The website uses a color palette synonymous with coffee: browns, black, and natural neutrals and if not for the giant logo, it would look a little generic. I love the "Get Lucky" and goat icon at the bottom of the landing page. It's clever, relevant, and reflects a cheeky and casual tone of voice. There is something disappointing however, about a brand when they do not update their site, and the disabled videos on the "About" page are an example of that. 
All of the Lucky Goat locations have a huge menu board with Tallahassee-themed drinks like the Tallyccino. The board also has a graphic representation of each drink's recipe that surrounds their goat icon. They like to push their cold brew, which is served through a tap, and they sell take-home containers of it in growlers. Both the tap and growler are elements synonymous with craft beer companies.
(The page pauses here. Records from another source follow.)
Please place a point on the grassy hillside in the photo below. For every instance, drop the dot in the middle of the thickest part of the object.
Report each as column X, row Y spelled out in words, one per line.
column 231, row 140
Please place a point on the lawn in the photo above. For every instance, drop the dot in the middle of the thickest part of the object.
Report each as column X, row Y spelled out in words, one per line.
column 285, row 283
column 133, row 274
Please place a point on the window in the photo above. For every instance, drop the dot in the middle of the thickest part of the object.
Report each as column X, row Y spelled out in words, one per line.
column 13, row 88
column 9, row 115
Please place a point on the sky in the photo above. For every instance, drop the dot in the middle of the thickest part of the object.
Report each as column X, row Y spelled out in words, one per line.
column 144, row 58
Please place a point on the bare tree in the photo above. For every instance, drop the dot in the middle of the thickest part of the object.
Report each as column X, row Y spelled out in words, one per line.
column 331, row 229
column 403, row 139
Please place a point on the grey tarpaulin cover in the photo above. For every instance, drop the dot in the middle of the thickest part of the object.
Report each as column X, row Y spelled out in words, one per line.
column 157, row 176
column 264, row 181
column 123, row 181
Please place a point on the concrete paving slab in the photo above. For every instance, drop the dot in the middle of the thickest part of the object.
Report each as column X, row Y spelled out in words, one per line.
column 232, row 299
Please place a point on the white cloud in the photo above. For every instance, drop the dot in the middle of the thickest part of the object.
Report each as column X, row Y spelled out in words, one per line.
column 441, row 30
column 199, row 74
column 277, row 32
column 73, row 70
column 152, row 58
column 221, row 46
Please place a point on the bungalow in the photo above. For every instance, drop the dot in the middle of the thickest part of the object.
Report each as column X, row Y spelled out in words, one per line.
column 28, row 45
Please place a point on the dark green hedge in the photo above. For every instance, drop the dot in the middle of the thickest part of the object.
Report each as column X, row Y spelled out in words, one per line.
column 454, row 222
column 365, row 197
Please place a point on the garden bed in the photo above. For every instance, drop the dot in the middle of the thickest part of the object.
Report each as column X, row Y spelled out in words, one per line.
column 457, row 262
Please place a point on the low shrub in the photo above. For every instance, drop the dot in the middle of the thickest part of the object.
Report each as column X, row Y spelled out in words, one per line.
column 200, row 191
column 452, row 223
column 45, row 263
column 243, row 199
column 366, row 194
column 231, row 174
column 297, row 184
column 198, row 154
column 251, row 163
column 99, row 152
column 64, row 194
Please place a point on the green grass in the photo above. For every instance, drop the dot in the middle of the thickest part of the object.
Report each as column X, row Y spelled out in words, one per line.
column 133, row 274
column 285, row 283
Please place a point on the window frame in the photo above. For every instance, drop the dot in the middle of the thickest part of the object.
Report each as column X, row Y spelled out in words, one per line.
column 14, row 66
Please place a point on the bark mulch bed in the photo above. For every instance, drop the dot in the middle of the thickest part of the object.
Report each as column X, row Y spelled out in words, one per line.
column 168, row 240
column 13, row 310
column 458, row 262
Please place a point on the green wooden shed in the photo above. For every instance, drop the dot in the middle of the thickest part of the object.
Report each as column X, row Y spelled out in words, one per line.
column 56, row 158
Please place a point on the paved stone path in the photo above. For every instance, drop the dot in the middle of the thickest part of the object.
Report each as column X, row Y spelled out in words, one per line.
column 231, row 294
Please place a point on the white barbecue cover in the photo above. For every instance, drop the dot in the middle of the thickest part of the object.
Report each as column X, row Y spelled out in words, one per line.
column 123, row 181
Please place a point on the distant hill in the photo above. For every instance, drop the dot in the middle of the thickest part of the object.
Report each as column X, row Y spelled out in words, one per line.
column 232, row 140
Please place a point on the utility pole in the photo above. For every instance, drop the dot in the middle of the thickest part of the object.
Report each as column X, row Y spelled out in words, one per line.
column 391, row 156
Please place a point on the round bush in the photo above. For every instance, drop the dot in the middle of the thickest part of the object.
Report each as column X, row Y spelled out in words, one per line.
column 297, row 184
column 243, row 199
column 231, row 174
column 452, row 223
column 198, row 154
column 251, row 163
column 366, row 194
They even serve the cold brew in pint glasses with a logo on it. I was greeted by three very friendly young people in Lucky Goat t-shirts and aprons. After ordering I sat near the register and noticed they had a lot of regular customers that were greeted warmly, and they were always eager to chat with patrons. To me, this reflected a casual and friendly atmosphere and a desire to connect with the community. 
The shape of the space is kind of odd in that it is narrow and lacks natural light. There are about ten two-seater dining tables that line the left side of the store and lead back to the restrooms on the right and a back patio out the glass door. What I found interesting about this space was that there were only two tables with four seats, most of them accommodated only two people. Furthermore, the lighting in the space was very dim. You can see the industrial lamps overhead, and the recessed lights around the bar, but all of this said to me "come in and enjoy, but please don't meet your study group and stay for 5 hours." This reinforced what I suspected in that Lucky Goat's target market is young professionals, single people with disposable income, and young families. This location is further from FSU's campus than many other coffee shops, so students will probably not venture out this far to study.  
You can see that the Lucky Goat logo is on almost every surface of the store, so I was disappointed that my cup of coffee didn't have a logo, let alone something clever like a tagline or graphic. I've visited quite a few independent coffee shops and even a homemade stamp in ink on the cup is better than nothing. I think they missed a great branding opportunity here. I checked the cup sleeves and lids but they were blank too. I did catch a glimpse of a take out bag, which was a brown paper bag with handles and a logo on it. I think it's more important to place a logo on the elements of the brand that leave store because that's what the public will see. It's one way the brand will touch people that are not yet customers, and if it's great, it can create interest and draw them in. 

Overall, I really enjoyed this experience and visiting a Lucky Goat location I was previously unfamiliar with. It's amazing how much you can learn from sitting in a space for an hour and observing. There were a lot of branding elements that served Lucky Goat well, like their logo, which was on everything from doors and windows to the bags of coffee they sell at the register. The menu board is another successful branding element because if anything is getting Instagrammed by patrons, it's that board. There were some missed opportunities in the cups and napkins, but overall I think the brand was consistent between their online presence and the store experience. It was casual, warm and friendly. I would have loved to see "Get Lucky" and a goat on my coffee cup or cup sleeve. If I could expand on their brand, I think I would follow through with their subtle hints at craft beer and add bar stools to the serving counter so it feels more like a bar. I also think there are greater opportunities to reach the market they serve. Incorporating more social media elements into the store experience would create awareness among millennials and expand the brand's reach. For instance, a hashtag on a cup or the menu board could start the Tallyccino trending online. #GetLucky sounds kind of perfect too.